Isn't it pretty? Isn't it great? i love it. i love that i can program it so the air doesn't come on to early. i love it.
Ok, that is all for now. Back to watching a movie.

Tuesday, July 01, 2008

Happy Canada Day (day 14 of summer vacation)

Happy Canada Day everyone. Today has been pretty uneventful for me and the MIT. We watched tennis (again LOL) The MIT hates watching tennis. It has been the week for it. Wimbledon is my favourite tennis series.

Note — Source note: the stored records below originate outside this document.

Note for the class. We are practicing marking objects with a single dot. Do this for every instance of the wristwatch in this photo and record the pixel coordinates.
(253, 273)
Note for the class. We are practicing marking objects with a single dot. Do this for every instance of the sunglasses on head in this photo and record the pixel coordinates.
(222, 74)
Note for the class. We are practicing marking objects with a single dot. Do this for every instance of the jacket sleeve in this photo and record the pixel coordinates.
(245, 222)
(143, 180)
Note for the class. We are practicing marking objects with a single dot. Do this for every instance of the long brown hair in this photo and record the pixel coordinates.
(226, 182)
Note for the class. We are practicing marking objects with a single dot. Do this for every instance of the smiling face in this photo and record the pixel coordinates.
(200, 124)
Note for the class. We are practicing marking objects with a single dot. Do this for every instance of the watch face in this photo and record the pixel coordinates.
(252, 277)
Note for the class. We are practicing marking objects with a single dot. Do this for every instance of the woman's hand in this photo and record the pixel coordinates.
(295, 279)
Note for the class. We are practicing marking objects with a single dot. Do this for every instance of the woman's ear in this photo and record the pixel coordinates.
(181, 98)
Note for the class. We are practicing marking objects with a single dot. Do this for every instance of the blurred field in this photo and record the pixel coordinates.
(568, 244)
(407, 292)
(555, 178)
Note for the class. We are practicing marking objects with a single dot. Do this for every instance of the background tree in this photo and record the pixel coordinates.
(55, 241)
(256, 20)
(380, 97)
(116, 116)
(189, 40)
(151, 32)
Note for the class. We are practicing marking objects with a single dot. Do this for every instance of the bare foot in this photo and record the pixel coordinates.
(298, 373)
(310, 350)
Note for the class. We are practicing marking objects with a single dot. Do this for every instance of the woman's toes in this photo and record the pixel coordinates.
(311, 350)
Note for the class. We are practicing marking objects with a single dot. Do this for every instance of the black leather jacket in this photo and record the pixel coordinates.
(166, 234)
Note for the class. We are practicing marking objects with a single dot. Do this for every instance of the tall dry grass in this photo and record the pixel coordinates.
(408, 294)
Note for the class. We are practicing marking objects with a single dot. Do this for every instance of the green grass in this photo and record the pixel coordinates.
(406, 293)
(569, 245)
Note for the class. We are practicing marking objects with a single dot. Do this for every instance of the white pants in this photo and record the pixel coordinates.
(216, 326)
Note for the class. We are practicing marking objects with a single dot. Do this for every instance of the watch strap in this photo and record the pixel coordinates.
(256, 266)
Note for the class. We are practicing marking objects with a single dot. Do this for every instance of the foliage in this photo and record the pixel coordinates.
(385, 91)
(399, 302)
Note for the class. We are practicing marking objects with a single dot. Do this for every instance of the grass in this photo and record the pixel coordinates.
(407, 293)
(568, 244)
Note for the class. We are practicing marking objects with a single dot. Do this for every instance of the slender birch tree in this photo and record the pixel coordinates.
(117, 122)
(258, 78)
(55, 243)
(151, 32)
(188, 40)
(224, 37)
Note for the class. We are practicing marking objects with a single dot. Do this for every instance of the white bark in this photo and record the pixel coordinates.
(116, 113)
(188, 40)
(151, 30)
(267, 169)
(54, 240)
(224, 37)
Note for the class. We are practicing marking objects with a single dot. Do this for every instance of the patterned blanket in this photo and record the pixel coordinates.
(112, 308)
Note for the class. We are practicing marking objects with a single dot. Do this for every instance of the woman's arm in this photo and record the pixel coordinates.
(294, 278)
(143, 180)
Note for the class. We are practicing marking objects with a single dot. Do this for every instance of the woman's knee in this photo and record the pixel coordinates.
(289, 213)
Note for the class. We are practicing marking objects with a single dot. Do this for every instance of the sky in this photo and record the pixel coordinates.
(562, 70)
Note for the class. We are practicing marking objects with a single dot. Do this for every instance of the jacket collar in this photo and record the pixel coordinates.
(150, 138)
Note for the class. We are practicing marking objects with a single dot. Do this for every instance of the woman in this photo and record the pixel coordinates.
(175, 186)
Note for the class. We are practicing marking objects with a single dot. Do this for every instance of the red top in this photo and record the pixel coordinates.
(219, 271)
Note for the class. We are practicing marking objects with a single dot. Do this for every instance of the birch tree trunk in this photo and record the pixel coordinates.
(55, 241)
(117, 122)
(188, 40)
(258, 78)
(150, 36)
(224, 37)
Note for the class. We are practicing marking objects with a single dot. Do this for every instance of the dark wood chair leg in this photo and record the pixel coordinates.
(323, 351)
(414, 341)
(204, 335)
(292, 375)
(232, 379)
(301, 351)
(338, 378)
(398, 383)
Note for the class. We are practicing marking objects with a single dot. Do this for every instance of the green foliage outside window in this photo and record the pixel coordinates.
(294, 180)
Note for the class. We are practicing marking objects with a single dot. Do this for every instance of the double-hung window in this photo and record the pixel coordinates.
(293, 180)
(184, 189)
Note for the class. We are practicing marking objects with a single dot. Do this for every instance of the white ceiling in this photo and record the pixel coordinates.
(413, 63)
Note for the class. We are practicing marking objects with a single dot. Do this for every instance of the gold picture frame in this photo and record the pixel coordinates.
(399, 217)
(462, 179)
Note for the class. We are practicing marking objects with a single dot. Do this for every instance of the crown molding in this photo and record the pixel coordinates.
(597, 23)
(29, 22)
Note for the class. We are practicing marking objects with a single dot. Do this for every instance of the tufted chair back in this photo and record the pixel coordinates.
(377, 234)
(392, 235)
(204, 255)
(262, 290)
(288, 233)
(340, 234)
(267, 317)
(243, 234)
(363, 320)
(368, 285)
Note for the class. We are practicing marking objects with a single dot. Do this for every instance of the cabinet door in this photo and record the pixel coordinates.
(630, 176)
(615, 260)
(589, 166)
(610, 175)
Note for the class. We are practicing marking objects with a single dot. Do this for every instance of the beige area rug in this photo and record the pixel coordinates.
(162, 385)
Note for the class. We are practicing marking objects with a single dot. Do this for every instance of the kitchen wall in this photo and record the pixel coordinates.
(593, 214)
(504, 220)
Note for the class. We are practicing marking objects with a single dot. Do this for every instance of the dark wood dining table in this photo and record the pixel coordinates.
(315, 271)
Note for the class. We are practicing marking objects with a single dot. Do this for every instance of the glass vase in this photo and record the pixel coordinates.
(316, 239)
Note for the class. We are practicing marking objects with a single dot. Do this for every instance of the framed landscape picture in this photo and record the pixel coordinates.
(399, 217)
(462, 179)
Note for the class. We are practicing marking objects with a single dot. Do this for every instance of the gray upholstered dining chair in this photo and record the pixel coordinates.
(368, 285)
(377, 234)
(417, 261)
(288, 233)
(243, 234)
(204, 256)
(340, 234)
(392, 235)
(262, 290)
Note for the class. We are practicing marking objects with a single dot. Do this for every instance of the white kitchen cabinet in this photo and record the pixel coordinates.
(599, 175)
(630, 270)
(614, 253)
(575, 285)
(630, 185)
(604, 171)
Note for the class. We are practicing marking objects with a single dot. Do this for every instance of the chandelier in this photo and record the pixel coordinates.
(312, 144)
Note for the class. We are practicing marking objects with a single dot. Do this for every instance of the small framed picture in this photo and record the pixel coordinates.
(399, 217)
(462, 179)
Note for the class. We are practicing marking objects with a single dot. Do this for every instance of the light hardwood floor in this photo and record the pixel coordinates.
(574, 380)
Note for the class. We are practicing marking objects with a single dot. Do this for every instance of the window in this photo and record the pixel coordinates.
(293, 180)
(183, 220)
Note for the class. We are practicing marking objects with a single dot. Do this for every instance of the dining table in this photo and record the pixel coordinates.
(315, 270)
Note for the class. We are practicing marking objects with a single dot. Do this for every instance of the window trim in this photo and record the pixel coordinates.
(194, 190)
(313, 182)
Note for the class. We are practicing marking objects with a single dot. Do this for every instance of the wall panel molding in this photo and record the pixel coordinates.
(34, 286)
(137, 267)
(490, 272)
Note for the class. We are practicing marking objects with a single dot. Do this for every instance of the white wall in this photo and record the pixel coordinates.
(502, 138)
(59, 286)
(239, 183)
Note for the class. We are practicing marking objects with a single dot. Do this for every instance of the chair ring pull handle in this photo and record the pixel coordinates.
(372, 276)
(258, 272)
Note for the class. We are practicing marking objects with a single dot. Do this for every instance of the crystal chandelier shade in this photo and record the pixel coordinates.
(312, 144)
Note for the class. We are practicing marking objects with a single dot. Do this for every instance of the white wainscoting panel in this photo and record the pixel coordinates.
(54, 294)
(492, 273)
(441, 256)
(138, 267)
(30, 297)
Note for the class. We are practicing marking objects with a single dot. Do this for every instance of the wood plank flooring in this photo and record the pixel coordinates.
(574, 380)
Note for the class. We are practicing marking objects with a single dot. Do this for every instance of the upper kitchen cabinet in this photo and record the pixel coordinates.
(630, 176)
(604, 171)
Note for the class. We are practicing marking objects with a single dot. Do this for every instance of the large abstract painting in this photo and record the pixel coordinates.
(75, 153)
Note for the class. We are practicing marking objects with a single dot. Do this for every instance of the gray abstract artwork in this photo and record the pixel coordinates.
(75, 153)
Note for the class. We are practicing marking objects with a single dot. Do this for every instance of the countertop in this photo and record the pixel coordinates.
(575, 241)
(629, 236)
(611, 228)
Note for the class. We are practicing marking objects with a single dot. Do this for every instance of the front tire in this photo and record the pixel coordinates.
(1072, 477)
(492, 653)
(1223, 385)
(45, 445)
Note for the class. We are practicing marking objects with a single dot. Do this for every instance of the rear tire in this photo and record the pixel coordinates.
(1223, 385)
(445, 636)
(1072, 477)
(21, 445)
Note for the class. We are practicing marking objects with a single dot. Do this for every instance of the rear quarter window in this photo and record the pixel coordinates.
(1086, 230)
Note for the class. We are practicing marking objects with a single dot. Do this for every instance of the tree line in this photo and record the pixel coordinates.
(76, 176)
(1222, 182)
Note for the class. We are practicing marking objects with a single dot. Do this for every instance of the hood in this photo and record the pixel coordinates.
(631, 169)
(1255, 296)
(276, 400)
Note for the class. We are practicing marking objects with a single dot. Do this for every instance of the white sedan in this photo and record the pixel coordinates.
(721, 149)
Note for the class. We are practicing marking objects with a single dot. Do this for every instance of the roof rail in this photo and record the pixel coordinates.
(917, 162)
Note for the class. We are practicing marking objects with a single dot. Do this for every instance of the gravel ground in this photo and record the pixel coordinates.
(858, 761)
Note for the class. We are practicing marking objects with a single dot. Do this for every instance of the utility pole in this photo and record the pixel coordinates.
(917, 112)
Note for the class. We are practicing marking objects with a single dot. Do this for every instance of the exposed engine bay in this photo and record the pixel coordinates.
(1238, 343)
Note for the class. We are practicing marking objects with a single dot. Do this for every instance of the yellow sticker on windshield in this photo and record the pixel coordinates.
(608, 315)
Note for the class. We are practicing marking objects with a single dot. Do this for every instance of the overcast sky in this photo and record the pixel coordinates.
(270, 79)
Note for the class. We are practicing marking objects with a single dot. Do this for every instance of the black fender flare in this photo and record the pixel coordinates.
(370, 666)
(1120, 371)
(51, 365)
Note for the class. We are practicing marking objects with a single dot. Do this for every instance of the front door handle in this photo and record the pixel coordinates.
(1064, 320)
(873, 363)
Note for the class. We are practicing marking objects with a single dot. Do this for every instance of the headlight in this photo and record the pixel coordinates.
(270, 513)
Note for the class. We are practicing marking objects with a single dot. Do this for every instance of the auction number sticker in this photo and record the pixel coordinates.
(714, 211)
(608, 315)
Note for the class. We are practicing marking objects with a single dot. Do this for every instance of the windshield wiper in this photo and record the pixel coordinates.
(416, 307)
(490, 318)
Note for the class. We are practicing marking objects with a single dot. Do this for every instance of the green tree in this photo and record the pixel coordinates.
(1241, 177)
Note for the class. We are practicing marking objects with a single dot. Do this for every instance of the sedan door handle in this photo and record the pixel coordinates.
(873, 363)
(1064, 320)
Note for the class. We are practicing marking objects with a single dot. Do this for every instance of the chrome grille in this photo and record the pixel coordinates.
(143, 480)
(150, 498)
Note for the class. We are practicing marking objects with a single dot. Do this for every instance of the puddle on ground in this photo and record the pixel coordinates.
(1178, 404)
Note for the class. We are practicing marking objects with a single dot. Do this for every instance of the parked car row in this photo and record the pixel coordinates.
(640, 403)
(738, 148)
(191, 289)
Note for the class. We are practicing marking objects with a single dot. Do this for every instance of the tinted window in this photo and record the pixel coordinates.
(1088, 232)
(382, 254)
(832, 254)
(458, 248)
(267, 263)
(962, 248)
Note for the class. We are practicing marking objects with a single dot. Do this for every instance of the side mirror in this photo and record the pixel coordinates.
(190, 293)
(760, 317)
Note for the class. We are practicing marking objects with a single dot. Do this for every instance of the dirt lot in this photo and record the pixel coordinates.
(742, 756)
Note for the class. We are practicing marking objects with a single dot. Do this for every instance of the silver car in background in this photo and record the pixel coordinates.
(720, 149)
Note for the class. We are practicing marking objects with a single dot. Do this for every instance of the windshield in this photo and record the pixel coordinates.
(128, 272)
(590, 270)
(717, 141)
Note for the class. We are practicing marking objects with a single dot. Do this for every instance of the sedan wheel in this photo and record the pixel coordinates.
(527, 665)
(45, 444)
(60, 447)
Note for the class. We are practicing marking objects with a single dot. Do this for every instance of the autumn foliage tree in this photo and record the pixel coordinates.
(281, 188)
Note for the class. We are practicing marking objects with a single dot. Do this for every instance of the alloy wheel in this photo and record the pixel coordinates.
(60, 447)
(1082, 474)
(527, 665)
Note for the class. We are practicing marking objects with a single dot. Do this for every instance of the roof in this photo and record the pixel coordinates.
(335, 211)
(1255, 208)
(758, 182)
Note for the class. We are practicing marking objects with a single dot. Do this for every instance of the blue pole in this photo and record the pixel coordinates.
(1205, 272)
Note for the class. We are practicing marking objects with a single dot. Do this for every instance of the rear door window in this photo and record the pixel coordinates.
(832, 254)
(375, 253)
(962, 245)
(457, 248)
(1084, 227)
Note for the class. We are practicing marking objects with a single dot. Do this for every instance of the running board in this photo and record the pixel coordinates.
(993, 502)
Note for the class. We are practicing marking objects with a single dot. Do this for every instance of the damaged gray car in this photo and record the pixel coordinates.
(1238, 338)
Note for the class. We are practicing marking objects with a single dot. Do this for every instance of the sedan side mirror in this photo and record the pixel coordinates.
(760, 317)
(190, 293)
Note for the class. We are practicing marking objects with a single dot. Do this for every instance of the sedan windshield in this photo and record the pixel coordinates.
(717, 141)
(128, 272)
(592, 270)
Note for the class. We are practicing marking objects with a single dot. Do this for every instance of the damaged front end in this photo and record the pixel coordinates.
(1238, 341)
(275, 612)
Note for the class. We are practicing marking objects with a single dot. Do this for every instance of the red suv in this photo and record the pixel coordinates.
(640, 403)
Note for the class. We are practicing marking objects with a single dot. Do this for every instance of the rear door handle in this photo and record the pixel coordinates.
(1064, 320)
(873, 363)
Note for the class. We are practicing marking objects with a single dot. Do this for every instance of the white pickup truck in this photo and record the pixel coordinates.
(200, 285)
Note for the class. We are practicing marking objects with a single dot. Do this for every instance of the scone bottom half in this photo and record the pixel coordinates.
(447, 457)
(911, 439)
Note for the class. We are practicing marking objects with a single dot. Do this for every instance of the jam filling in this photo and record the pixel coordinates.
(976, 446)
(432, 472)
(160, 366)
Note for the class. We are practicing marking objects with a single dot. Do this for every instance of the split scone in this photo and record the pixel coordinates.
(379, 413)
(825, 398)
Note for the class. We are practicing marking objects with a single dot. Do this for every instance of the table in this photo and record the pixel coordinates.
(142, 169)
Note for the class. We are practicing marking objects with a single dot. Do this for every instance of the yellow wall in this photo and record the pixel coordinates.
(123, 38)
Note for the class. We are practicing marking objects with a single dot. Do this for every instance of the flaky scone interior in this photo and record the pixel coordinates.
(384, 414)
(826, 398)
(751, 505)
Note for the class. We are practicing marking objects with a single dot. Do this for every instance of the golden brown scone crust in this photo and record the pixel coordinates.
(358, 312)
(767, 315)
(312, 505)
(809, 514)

i guess i am surviving summer so far. Not much sleep. i am still able to function. i am much easier to tears right now. The MIT and i go out at least once a day. We do some sort of running around. We sometimes work in a walk. i do have to admit a lot of our time is in the house. i can only handle pushing Him so far. He has found a lot of games online that He likes. Plus, for my own survival, i have actually gotten digital cable. He is really enjoying all the new and different channels. Flipping has never been so much fun for Him.

i am taking my diabetes much more seriously. i bought the book "Diabetes for Canadians for Dummies". my friend Sh suggested it. She is my inspiration right now. She has done really well since finding out she is also diabetic. i have known for much longer and haven't done too much about it. Right now i am taking my blood sugar levels before and after every meal. i am recording it in a booklet i made. i am going to be asking my doctor to refer me back to the diabetic clinic at MUMC when i see her on the 10th. i am also making changes in my diet, and the MIT's diet. i have cut back on the diet Pepsi. i am down to 4-5 cans a day. Brita water is my new best friend. i am eating a healthy breakfast, lunch and dinner that includes all food groups. i am also watching my portion sizes. One problem is i am finding that between 7-9 i am hungry. i tried moving my times to eat later, but it hasn't worked yet. At least i know there is a problem, and i am going to figure out a plan to combat it.

Tomorrow the plan is to go to L&D's. The MIT wants to be blond again, and He needs a trim. i am also missing them terribly. i haven't seen them since April. Tomorrow should be a really good day. i can't wait to meet Atlas. The MIT might have a bit of a problem, but He will handle it. i wonder what the back yard looks like with the fence. Hmmmm. i can't even remember the last time the MIT or i was there. i think it was back at the end of September, before the MIT went to Australia. Wow, that sure is a long time.

Well, it is time for me to head to bed. i hope to catch a few winks between beeps. He is up to 15 apnea's already. This is going to be a long night.